Reputation: 1275
I have two tables, one with about 1,000 rows and one with 700,000 rows; table1 and table2 respectively. I wrote a simple select query:
SELECT DISTINCT name1
FROM table1, table2
WHERE table1.name1 = table2.name2;
The query got me exactly what I want but it took 91 seconds! I tried this sub query out:
SELECT DISTINCT name1
FROM table1
WHERE table1.name1 IN(SELECT DISTINCT name2 FROM table2);
That query took a consistent 37 seconds. So there's some performance boost in the way you write select queries. I wrote a third query:
CREATE TEMPORARY TABLE IF NOT EXISTS t1qry
(SELECT DISTINCT table1.name1 FROM table1);
CREATE TEMPORARY TABLE IF NOT EXISTS t2qry
(SELECT DISTINCT table2.name2 FROM table2);
SELECT name2 FROM t2qry JOIN t1qry ON name1 = name2;
DROP TABLE t1qry, t2qry;
This last query took 0.4 seconds to run and produced identical results to the other two.

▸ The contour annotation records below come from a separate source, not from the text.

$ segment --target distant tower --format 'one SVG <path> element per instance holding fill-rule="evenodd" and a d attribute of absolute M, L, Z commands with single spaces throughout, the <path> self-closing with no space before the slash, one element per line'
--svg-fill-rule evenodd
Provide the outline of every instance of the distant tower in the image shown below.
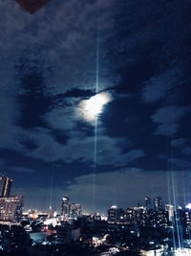
<path fill-rule="evenodd" d="M 67 198 L 67 197 L 64 197 L 62 198 L 61 215 L 64 218 L 67 218 L 69 215 L 69 198 Z"/>
<path fill-rule="evenodd" d="M 151 210 L 151 198 L 145 198 L 145 207 L 148 210 Z"/>
<path fill-rule="evenodd" d="M 155 211 L 162 210 L 162 199 L 160 197 L 154 198 L 154 210 Z"/>
<path fill-rule="evenodd" d="M 0 197 L 10 197 L 12 179 L 6 175 L 0 176 Z"/>

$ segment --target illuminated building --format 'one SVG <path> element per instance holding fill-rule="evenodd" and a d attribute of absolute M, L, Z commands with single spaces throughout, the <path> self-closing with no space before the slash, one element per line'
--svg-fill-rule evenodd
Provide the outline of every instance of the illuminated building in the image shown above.
<path fill-rule="evenodd" d="M 0 221 L 19 222 L 23 213 L 23 205 L 22 197 L 0 198 Z"/>
<path fill-rule="evenodd" d="M 166 204 L 165 211 L 168 212 L 168 220 L 172 221 L 174 219 L 174 206 L 171 204 Z"/>
<path fill-rule="evenodd" d="M 108 221 L 109 222 L 124 222 L 124 210 L 113 205 L 108 210 Z"/>
<path fill-rule="evenodd" d="M 0 197 L 10 197 L 12 179 L 6 175 L 0 177 Z"/>
<path fill-rule="evenodd" d="M 162 199 L 160 197 L 154 198 L 154 210 L 157 212 L 162 210 Z"/>
<path fill-rule="evenodd" d="M 147 211 L 151 210 L 151 199 L 149 198 L 145 198 L 145 207 Z"/>
<path fill-rule="evenodd" d="M 61 216 L 67 218 L 69 216 L 69 198 L 64 197 L 62 198 Z"/>
<path fill-rule="evenodd" d="M 82 216 L 82 206 L 78 203 L 71 203 L 70 205 L 70 218 L 77 219 Z"/>
<path fill-rule="evenodd" d="M 56 217 L 57 213 L 56 210 L 53 207 L 50 207 L 48 218 L 53 218 Z"/>

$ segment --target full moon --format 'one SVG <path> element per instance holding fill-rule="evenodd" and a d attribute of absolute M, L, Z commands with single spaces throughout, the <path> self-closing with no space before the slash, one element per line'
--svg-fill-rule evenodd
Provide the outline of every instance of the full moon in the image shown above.
<path fill-rule="evenodd" d="M 110 93 L 102 92 L 84 100 L 80 104 L 80 108 L 87 121 L 95 120 L 95 117 L 101 114 L 103 106 L 111 101 Z"/>

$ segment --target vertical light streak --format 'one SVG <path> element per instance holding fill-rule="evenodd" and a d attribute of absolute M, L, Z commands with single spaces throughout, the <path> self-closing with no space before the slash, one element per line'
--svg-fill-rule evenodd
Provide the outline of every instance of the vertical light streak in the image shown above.
<path fill-rule="evenodd" d="M 96 95 L 99 85 L 99 12 L 97 11 L 96 26 Z M 94 147 L 94 175 L 93 175 L 93 208 L 96 202 L 96 154 L 97 154 L 97 115 L 95 115 L 95 147 Z"/>

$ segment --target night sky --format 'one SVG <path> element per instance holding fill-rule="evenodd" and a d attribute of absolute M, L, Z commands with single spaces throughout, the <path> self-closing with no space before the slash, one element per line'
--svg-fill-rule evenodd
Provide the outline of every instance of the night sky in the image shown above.
<path fill-rule="evenodd" d="M 190 0 L 52 0 L 32 15 L 1 0 L 0 168 L 26 209 L 191 200 L 190 13 Z"/>

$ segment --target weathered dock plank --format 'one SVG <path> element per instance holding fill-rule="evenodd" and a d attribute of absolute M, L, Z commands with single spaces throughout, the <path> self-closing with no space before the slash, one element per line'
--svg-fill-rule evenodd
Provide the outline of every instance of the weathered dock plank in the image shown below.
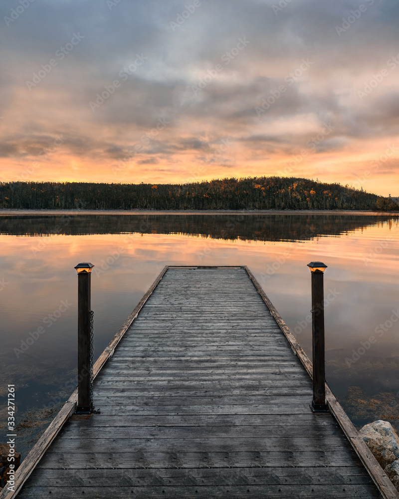
<path fill-rule="evenodd" d="M 149 291 L 96 363 L 101 413 L 72 417 L 18 499 L 399 497 L 330 391 L 338 422 L 311 411 L 311 363 L 246 268 Z"/>

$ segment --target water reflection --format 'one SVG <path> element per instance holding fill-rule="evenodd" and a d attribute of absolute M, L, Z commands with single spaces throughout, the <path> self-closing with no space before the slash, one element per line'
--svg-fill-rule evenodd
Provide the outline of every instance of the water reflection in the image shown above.
<path fill-rule="evenodd" d="M 395 425 L 399 323 L 387 321 L 399 307 L 398 218 L 74 216 L 63 226 L 63 220 L 0 217 L 0 407 L 6 384 L 15 383 L 24 456 L 76 385 L 74 267 L 84 261 L 96 265 L 96 357 L 167 264 L 248 265 L 310 355 L 306 264 L 324 261 L 327 380 L 356 424 L 382 417 Z M 376 332 L 381 324 L 382 334 Z M 372 335 L 377 341 L 362 346 Z M 3 427 L 5 417 L 1 410 Z"/>

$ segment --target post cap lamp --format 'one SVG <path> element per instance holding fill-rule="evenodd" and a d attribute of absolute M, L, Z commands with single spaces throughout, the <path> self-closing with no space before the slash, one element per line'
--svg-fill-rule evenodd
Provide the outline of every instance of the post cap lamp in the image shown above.
<path fill-rule="evenodd" d="M 311 261 L 308 263 L 308 266 L 311 272 L 324 272 L 327 268 L 327 265 L 322 261 Z"/>
<path fill-rule="evenodd" d="M 94 266 L 94 265 L 93 263 L 78 263 L 76 266 L 74 268 L 76 269 L 76 271 L 78 274 L 89 274 L 91 272 L 91 269 Z"/>

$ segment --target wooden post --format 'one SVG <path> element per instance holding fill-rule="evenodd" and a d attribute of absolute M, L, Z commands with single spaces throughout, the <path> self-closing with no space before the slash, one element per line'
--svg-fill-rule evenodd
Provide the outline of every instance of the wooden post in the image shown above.
<path fill-rule="evenodd" d="M 327 268 L 321 261 L 308 264 L 312 273 L 312 344 L 313 349 L 313 412 L 328 412 L 326 404 L 323 276 Z"/>
<path fill-rule="evenodd" d="M 92 263 L 83 263 L 75 268 L 78 272 L 78 404 L 76 412 L 93 411 L 90 397 L 91 277 Z"/>

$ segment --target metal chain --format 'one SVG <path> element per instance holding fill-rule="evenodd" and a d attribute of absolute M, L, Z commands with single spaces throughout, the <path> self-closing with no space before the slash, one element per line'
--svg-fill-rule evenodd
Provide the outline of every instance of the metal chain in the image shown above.
<path fill-rule="evenodd" d="M 93 402 L 93 344 L 94 339 L 94 312 L 93 310 L 90 310 L 90 407 L 91 410 L 94 409 L 94 404 Z"/>

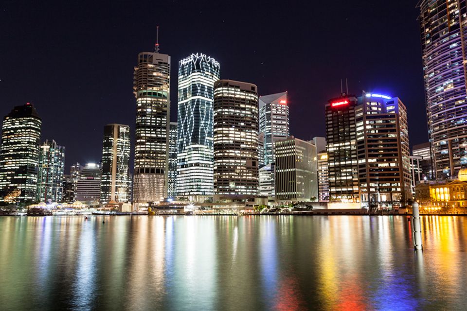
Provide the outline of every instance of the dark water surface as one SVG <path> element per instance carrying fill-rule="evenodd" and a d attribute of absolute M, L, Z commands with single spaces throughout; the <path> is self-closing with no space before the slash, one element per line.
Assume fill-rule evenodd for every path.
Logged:
<path fill-rule="evenodd" d="M 0 217 L 0 310 L 467 310 L 467 217 L 103 219 Z"/>

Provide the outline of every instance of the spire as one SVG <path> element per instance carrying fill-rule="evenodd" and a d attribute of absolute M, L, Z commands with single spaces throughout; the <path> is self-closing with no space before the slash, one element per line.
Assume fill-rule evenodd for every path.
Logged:
<path fill-rule="evenodd" d="M 157 26 L 157 33 L 156 37 L 156 44 L 154 45 L 154 52 L 159 52 L 159 26 Z"/>

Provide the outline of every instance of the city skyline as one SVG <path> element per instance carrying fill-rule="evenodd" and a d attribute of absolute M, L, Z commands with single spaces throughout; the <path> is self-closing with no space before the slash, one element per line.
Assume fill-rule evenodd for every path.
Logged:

I knew that each 'select distinct' query took less than a second to run so I was trying to craft one that would find common distinct values between the table. My question is why does what I wrote work? How do I write a faster select query like this without creating temporary tables?

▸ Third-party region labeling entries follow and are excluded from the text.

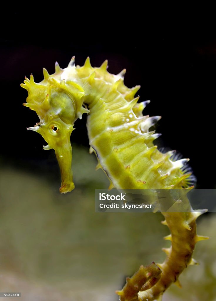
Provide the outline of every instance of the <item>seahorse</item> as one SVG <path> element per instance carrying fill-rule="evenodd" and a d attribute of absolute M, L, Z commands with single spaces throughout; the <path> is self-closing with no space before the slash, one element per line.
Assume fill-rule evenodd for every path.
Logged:
<path fill-rule="evenodd" d="M 62 177 L 60 192 L 75 188 L 70 136 L 75 121 L 85 113 L 90 151 L 97 159 L 96 168 L 102 169 L 110 179 L 110 189 L 192 189 L 189 159 L 177 160 L 174 151 L 163 153 L 154 144 L 160 134 L 149 129 L 161 117 L 143 115 L 149 101 L 138 102 L 139 96 L 135 96 L 140 86 L 128 88 L 124 83 L 126 70 L 114 75 L 107 67 L 107 61 L 92 67 L 88 57 L 83 66 L 76 66 L 73 57 L 64 69 L 56 62 L 53 74 L 44 68 L 44 78 L 39 83 L 31 74 L 21 85 L 28 93 L 23 105 L 35 110 L 40 119 L 27 129 L 42 135 L 48 144 L 44 149 L 55 150 Z M 187 201 L 189 212 L 162 212 L 162 223 L 171 232 L 165 238 L 171 246 L 162 249 L 167 257 L 162 264 L 141 266 L 127 278 L 117 292 L 121 300 L 161 300 L 171 283 L 180 285 L 178 278 L 184 269 L 196 264 L 192 257 L 195 244 L 208 237 L 197 234 L 196 221 L 205 210 L 195 212 Z"/>

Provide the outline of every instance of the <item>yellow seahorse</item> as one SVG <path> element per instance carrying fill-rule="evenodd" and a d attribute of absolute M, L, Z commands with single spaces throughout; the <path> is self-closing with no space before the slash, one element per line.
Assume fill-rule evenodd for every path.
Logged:
<path fill-rule="evenodd" d="M 149 101 L 138 103 L 139 97 L 134 98 L 139 86 L 130 89 L 125 85 L 125 70 L 111 74 L 106 70 L 107 61 L 93 68 L 89 57 L 83 66 L 76 66 L 74 57 L 67 68 L 62 69 L 57 62 L 55 67 L 51 75 L 44 68 L 44 79 L 40 83 L 35 82 L 31 75 L 21 85 L 28 92 L 24 105 L 35 110 L 40 118 L 28 129 L 42 135 L 48 143 L 45 149 L 55 150 L 62 176 L 60 192 L 75 187 L 70 136 L 76 120 L 85 113 L 88 113 L 91 151 L 98 159 L 97 168 L 110 179 L 110 188 L 193 188 L 193 176 L 185 167 L 189 159 L 175 160 L 174 151 L 163 154 L 153 144 L 160 134 L 149 130 L 160 116 L 143 115 Z M 189 212 L 162 213 L 165 218 L 163 223 L 171 232 L 165 238 L 172 243 L 170 248 L 163 249 L 167 257 L 157 265 L 153 263 L 141 266 L 127 278 L 123 289 L 117 292 L 121 300 L 161 300 L 184 269 L 196 264 L 192 258 L 195 244 L 208 238 L 197 235 L 196 220 L 205 211 L 195 212 L 188 202 Z"/>

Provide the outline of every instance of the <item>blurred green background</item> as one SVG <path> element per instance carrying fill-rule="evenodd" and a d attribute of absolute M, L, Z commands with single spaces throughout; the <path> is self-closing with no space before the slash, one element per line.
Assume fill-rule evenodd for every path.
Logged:
<path fill-rule="evenodd" d="M 161 248 L 169 243 L 163 239 L 169 234 L 160 223 L 163 217 L 94 213 L 94 190 L 109 183 L 101 170 L 95 171 L 96 158 L 88 154 L 86 116 L 76 121 L 71 137 L 77 144 L 72 144 L 76 188 L 60 195 L 53 150 L 43 150 L 42 137 L 26 129 L 39 120 L 22 105 L 27 95 L 20 84 L 32 73 L 39 82 L 43 67 L 51 74 L 56 61 L 64 68 L 74 55 L 80 65 L 88 56 L 93 66 L 107 59 L 113 74 L 126 68 L 125 84 L 140 85 L 140 101 L 151 101 L 144 114 L 162 117 L 156 129 L 162 135 L 156 143 L 190 158 L 197 188 L 215 189 L 211 145 L 215 140 L 216 40 L 199 34 L 197 39 L 148 39 L 138 26 L 131 40 L 118 34 L 115 41 L 109 30 L 111 36 L 105 35 L 103 41 L 97 36 L 94 41 L 91 34 L 89 42 L 86 34 L 78 41 L 74 30 L 70 38 L 48 39 L 43 29 L 28 40 L 27 34 L 20 34 L 26 32 L 25 22 L 31 29 L 32 14 L 28 22 L 25 13 L 23 17 L 8 11 L 15 34 L 0 41 L 1 99 L 8 106 L 2 106 L 1 115 L 0 291 L 21 292 L 22 299 L 11 298 L 14 301 L 117 300 L 115 291 L 126 277 L 141 264 L 165 258 Z M 16 33 L 20 23 L 22 30 Z M 163 301 L 216 300 L 216 215 L 205 214 L 197 222 L 198 234 L 211 237 L 196 246 L 194 257 L 200 265 L 188 267 L 180 278 L 183 288 L 173 285 Z"/>
<path fill-rule="evenodd" d="M 0 291 L 20 292 L 25 301 L 118 300 L 125 277 L 162 262 L 169 245 L 160 213 L 94 212 L 94 189 L 109 181 L 87 148 L 72 146 L 76 187 L 66 195 L 60 178 L 9 164 L 1 170 Z M 196 246 L 200 265 L 189 266 L 183 288 L 173 285 L 163 300 L 216 299 L 216 215 L 205 215 L 198 233 L 211 239 Z"/>

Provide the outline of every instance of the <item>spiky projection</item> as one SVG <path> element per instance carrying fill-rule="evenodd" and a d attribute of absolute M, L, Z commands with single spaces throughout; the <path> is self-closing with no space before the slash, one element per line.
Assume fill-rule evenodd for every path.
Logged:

I've been using MySQL and MariaDB but I'll take any SQL related help here. I'm new to SQL and have been trying to learn as much as I can, so I'll take any pointers or info about this.
Upvotes: 0
Views: 519
Reputation: 1269883
If your latter version (including creating the temporary tables) goes so fast, then you probably have indexes on nameX
in both tables.
I would suggests using exists
:
SELECT DISTINCT name1
FROM table1
WHERE EXISTS (SELECT 1 FROM table2 WHERE table1.name1 = table2.name2);
For these queries, you do want indexes on table1(name1)
and table2(name2)
.
And, if table1
has no duplicates, then leave out the DISTINCT
.
Upvotes: 1